While working as attorney for Seaway Port Authority of Duluth, he successfully helped defend taxpayers in a 1958 lawsuit against construction of the Duluth Marine Terminal. He also served as attorney for the Lake Superior-Cloquet waterline project from 1963-66, which was constructed at a total cost of more than $8.3 million with federal grant funds of more than $4.1 million.

"Through that project alone, I learned the art of diplomacy," he told Pine Journal Editor Lisa Baumann.

He was a state legislator, serving in the Minnesota House of Representatives from 1951-61, and served as chairman of the House Judiciary Committee, helping reorganize the state judicial system.

Committees he served on include the Great Lakes Commission, Mississippi Parkway Commission and National Advisory committee on Civil Rights. President Lyndon Johnson appointed Yetka to that committee in 1965.

Gov. Wendell Anderson appointed Yetka to the Minnesota Supreme Court in 1973. He was re-elected in 1974, 1980 and 1986.
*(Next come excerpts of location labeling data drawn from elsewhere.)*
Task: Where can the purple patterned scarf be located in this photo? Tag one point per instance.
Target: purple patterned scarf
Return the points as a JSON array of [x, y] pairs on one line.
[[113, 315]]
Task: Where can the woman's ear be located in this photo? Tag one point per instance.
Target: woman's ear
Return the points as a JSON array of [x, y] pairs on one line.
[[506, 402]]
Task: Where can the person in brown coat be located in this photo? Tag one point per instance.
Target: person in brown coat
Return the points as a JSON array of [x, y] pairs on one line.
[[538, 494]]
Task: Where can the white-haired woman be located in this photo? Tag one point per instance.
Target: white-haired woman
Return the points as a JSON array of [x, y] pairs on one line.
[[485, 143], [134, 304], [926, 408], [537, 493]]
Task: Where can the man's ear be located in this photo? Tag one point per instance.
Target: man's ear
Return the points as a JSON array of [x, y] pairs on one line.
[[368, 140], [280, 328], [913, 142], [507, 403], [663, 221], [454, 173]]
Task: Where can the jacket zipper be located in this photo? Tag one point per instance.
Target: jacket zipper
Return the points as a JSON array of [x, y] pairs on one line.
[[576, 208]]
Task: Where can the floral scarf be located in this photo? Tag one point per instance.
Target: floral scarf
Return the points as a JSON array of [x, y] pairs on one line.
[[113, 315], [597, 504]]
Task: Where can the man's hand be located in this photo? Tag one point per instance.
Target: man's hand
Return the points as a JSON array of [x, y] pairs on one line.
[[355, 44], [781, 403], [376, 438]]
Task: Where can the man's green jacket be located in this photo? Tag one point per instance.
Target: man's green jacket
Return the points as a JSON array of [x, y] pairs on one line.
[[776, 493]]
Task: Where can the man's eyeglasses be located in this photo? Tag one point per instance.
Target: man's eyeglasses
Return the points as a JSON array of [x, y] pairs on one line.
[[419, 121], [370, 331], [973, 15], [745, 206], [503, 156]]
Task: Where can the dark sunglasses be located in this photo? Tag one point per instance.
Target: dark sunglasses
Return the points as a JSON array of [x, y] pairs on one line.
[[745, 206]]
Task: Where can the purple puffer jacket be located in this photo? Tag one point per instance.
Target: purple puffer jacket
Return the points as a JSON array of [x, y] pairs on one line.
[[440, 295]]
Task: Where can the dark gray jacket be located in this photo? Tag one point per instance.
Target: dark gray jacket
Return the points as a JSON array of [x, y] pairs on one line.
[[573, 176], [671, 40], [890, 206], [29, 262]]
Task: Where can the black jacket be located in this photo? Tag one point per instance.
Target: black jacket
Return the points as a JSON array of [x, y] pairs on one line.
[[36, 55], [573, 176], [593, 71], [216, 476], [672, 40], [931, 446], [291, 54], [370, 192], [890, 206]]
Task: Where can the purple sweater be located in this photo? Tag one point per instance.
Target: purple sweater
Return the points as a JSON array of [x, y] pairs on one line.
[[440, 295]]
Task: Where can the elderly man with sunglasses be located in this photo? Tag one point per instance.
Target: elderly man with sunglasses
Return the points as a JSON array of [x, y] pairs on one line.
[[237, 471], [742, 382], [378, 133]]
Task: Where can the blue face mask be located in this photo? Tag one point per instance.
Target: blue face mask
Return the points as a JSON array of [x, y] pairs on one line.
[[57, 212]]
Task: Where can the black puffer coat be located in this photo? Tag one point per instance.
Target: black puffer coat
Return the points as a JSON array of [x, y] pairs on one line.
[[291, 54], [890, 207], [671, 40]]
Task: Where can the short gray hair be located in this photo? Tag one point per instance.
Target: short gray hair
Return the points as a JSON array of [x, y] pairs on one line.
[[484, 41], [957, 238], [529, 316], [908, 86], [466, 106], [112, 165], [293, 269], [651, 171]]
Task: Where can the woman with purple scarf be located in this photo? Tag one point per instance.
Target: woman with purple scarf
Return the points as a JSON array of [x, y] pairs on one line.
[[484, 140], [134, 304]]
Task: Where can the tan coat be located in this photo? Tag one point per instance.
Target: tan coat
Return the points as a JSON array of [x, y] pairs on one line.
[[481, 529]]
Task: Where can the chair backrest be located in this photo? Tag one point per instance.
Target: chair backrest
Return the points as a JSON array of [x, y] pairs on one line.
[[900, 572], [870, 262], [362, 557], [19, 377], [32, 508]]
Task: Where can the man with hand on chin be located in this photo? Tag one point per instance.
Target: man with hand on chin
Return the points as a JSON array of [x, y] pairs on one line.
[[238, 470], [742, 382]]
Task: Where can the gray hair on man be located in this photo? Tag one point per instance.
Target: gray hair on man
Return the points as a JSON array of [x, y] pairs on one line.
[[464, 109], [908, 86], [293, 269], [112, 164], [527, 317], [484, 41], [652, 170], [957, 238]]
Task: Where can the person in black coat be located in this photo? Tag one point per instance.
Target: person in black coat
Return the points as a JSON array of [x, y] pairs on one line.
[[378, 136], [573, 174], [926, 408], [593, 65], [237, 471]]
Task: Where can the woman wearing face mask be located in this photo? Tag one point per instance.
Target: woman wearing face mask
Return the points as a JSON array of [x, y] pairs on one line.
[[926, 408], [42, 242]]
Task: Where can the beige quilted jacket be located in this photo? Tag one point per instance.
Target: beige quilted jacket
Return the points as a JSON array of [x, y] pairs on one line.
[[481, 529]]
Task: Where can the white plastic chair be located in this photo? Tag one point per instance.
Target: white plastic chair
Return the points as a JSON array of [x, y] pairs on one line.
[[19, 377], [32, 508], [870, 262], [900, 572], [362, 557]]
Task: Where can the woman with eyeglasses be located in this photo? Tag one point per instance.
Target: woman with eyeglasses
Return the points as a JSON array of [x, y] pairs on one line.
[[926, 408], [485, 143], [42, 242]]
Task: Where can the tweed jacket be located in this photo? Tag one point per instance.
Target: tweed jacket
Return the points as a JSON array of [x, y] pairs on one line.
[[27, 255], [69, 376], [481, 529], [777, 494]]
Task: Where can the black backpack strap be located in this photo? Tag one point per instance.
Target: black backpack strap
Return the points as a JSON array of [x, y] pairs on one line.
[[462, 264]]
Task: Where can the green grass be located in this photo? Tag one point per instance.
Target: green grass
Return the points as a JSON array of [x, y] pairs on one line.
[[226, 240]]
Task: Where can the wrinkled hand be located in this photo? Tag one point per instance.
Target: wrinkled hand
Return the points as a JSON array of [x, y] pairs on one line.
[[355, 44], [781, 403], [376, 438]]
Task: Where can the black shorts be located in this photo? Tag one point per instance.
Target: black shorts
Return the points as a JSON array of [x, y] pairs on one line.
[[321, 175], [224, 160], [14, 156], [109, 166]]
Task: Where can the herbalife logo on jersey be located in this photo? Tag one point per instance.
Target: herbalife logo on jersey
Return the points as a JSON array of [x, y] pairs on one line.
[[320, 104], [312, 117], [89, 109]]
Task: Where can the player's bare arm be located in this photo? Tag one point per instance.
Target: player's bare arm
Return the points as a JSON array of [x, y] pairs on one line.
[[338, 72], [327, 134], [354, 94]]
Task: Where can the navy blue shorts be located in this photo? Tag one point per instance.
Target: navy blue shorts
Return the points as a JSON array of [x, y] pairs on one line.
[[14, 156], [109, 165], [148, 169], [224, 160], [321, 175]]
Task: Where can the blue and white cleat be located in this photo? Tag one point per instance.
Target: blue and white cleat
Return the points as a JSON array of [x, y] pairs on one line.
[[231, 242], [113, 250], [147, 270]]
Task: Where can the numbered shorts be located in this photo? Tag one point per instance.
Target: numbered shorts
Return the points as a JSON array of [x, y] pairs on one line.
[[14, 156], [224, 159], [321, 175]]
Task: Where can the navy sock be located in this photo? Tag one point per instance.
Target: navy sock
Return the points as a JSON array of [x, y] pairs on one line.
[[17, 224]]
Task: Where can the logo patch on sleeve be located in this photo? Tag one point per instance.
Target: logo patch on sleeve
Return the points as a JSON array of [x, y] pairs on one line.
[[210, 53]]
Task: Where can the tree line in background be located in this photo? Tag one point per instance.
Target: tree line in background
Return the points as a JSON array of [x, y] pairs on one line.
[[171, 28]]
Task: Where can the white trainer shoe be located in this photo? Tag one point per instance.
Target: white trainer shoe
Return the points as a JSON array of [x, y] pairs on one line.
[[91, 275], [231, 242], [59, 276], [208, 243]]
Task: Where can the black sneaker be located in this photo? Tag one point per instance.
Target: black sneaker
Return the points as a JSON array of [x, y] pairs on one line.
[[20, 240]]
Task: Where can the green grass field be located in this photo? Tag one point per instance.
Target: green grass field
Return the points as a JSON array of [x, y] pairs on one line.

Minnesota Law & Politics magazine describes Yetka as "a 20-year state Supreme Court justice who helped transform the courts and made landmark decisions supporting civil rights and the environment."

The same 2007 magazine article quotes a former story in the Minneapolis Star Tribune saying, "Yetka was once called a 'Humphrey with the volume down.'"

"I think he would have made a great governor," said Cloquet historian Joe Peterson.

Even after he retired, Yetka continued his legal work, sitting on the bench each Friday at Carlton County Sixth District Court handling hearings on forfeitures, conciliations and other "junk," as he called it.

He wanted to keep his mind sharp, and relieve the other judges of some of their caseloads.

"I served five terms in the legislature and six years as head of the judiciary," Yetka related on his 90th birthday celebration at the courthouse. "I have had experience at every level of the courts in Minnesota. But I never enjoyed my work quite so much as I did during the 10 years after I returned to Cloquet. Cloquet is my home and my lifetime."

He also served on the Pine Journal advisory board for a time, and was a wonderful resource and constructive critic.

There are so many lessons people could learn from him.

Stay active. Read newspapers. Take time to have fun. Talk to people. Listen. Don't put on airs.

Debate, but don't hate.

It's a lesson that politicians, and regular people, should take to heart.

"When I was active (in government), I was a Democrat and we would fight like hell on the floor, but we'd be able to all go out to dinner afterward," he said. "We never held personal grudges. We didn't play the game of hate. It doesn't work."

Well said. Rest in peace, Judge Yetka.